Translated from English into Slovenian by Primož Repar











Three Aspects of Courage in Kierkegaard: Fear, Anxiety, and Choice.

Jasna Koteska


[...] If courage is a choice to confront the fear, and the accompanying qualities of fear, such as intimidation, agony, pain, danger, and uncertainty, than courage does not simply imply fearlessness. Quite on contrary. Courage is not the absence of fear, but the very presence of fear. The fear remains within a person. But despite that fear, one still goes on and performs an action in the face of that fear, despite of that fear.

If the courage is an ability to do something that frightens a person, than the question is what had frightened Søren Kierkegaard the most?

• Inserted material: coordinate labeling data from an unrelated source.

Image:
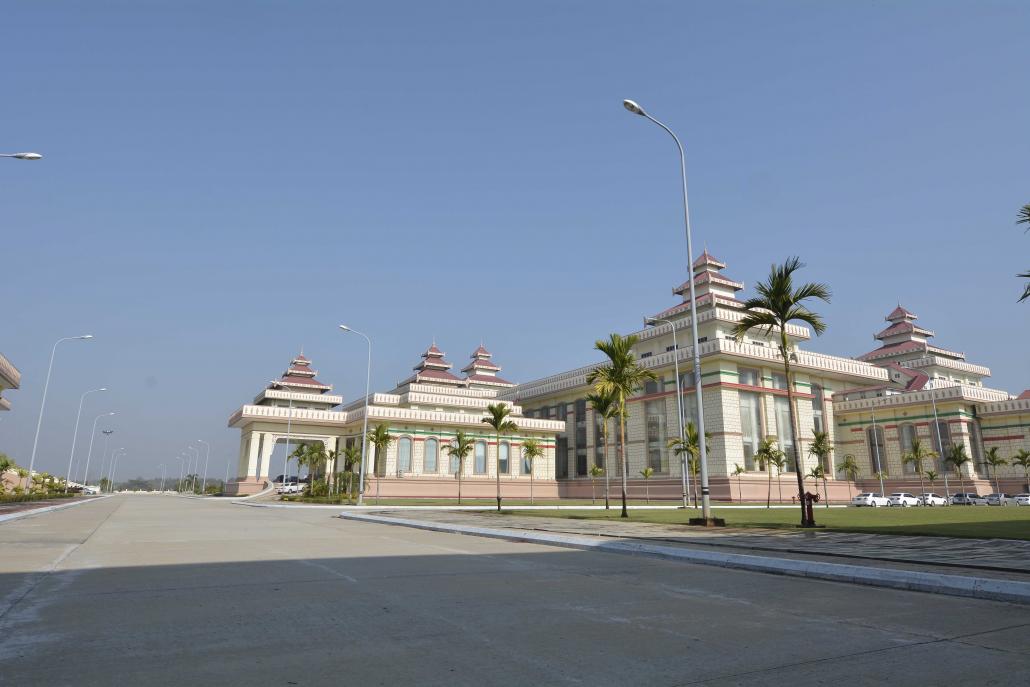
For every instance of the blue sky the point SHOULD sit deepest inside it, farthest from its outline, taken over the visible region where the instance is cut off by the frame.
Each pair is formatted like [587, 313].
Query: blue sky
[226, 182]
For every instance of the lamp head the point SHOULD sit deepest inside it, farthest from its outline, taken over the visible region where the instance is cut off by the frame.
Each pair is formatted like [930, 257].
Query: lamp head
[632, 107]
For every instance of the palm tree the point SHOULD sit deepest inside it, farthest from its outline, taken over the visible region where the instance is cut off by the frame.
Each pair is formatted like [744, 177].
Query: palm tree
[692, 448]
[530, 451]
[1022, 459]
[646, 474]
[821, 448]
[604, 405]
[380, 440]
[1024, 218]
[459, 448]
[819, 473]
[931, 475]
[850, 469]
[766, 457]
[737, 471]
[621, 377]
[595, 472]
[778, 304]
[351, 457]
[499, 420]
[957, 457]
[994, 459]
[916, 455]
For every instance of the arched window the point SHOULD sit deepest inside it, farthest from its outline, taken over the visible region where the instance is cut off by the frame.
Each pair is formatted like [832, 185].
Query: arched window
[906, 436]
[431, 461]
[503, 458]
[480, 468]
[404, 455]
[878, 450]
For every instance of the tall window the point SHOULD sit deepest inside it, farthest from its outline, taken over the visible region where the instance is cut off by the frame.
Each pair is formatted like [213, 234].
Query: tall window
[976, 441]
[560, 457]
[404, 455]
[878, 449]
[432, 460]
[480, 467]
[503, 457]
[946, 442]
[455, 464]
[751, 426]
[655, 415]
[818, 422]
[906, 435]
[783, 432]
[748, 376]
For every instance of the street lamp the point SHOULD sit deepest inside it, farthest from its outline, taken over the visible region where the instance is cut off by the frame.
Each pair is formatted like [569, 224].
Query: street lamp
[706, 500]
[46, 385]
[93, 435]
[103, 458]
[365, 422]
[110, 472]
[653, 321]
[289, 431]
[74, 437]
[178, 485]
[207, 458]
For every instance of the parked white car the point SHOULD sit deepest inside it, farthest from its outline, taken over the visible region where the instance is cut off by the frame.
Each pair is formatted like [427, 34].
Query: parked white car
[932, 500]
[968, 500]
[870, 499]
[903, 499]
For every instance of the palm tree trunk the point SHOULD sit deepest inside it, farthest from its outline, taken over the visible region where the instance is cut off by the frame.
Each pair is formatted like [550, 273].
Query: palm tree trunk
[607, 485]
[625, 466]
[793, 427]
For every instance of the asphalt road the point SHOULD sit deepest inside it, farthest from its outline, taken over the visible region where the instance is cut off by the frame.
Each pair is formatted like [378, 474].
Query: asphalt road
[161, 590]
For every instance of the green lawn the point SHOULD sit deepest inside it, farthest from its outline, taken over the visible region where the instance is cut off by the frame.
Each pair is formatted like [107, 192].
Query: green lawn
[974, 521]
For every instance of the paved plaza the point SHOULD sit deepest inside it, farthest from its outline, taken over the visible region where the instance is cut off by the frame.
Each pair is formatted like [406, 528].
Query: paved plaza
[164, 590]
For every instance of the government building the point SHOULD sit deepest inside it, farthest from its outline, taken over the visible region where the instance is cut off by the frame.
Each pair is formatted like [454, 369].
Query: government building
[872, 407]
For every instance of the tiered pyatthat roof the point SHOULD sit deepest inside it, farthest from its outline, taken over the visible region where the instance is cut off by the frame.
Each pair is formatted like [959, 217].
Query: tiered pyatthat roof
[434, 369]
[300, 377]
[711, 287]
[482, 371]
[903, 338]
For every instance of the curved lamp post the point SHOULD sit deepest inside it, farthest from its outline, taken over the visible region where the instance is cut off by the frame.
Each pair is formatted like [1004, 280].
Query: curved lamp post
[74, 437]
[46, 384]
[93, 435]
[207, 458]
[706, 499]
[365, 422]
[653, 321]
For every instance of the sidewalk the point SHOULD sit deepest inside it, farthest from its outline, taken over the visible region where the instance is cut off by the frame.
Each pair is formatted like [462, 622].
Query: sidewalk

In Either/Or (1843), we find the following statement: “One fears for oneself, that one will lose what made one happy, blissful, and rich; one fears for what one loves, that it […] will perhaps appear less perfect, that it will possibly fail to answer the many questions, alas, and then all is lost, the magic is gone, and it can never again be evoked.” However, except the fear of losing oneself, happiness, love, knowledge, and magic, Kierkegaard witnessed something even more disturbing regarding the status of fear in modern times. He says that in modern times, fear is in the state of decline, and consequently, we are facing the decline of courage. 

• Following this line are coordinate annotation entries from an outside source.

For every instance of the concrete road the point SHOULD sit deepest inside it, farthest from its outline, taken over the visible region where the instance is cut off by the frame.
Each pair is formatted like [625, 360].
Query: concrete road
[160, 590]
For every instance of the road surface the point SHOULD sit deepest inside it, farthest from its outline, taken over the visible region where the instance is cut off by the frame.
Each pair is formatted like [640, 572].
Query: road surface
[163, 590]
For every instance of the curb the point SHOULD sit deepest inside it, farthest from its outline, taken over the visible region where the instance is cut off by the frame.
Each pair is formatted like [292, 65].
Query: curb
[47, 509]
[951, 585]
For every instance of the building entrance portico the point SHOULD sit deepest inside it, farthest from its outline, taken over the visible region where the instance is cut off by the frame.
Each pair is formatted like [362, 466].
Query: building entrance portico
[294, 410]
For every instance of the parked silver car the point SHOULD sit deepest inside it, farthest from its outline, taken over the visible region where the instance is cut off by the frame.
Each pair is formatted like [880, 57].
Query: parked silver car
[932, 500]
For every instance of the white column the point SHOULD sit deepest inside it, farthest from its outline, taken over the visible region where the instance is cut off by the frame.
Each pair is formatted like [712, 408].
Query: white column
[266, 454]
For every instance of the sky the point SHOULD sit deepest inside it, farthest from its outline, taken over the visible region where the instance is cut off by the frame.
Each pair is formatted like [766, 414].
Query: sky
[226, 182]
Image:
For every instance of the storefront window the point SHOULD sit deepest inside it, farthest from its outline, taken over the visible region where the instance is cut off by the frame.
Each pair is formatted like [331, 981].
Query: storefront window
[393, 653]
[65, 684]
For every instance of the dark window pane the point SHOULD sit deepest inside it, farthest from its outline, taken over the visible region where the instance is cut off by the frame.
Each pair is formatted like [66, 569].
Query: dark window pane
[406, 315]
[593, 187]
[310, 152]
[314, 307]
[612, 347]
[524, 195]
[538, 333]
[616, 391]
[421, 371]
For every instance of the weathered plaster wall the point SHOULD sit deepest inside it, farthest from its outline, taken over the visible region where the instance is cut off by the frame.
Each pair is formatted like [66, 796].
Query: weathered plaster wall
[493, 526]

Kierkegaard discusses in greater details what the feelings of “fear” and “compassion” meant in the old times, and what they mean in the modern timesIn the Ancient world, the “sorrow is more profound, the pain less”. In modern days, the pain is greater, but the sorrow is less important. And he gives an example of a small child: if the child sees an adult who suffers, the child will reflects the sorrow, although it does not have to reflect on the idea of pain. Yet, his/her pain is there. When the adult sees a child suffer, the pain is greater, but the sorrow is less profound, which according to Kierkegaard, produces the decline of courage.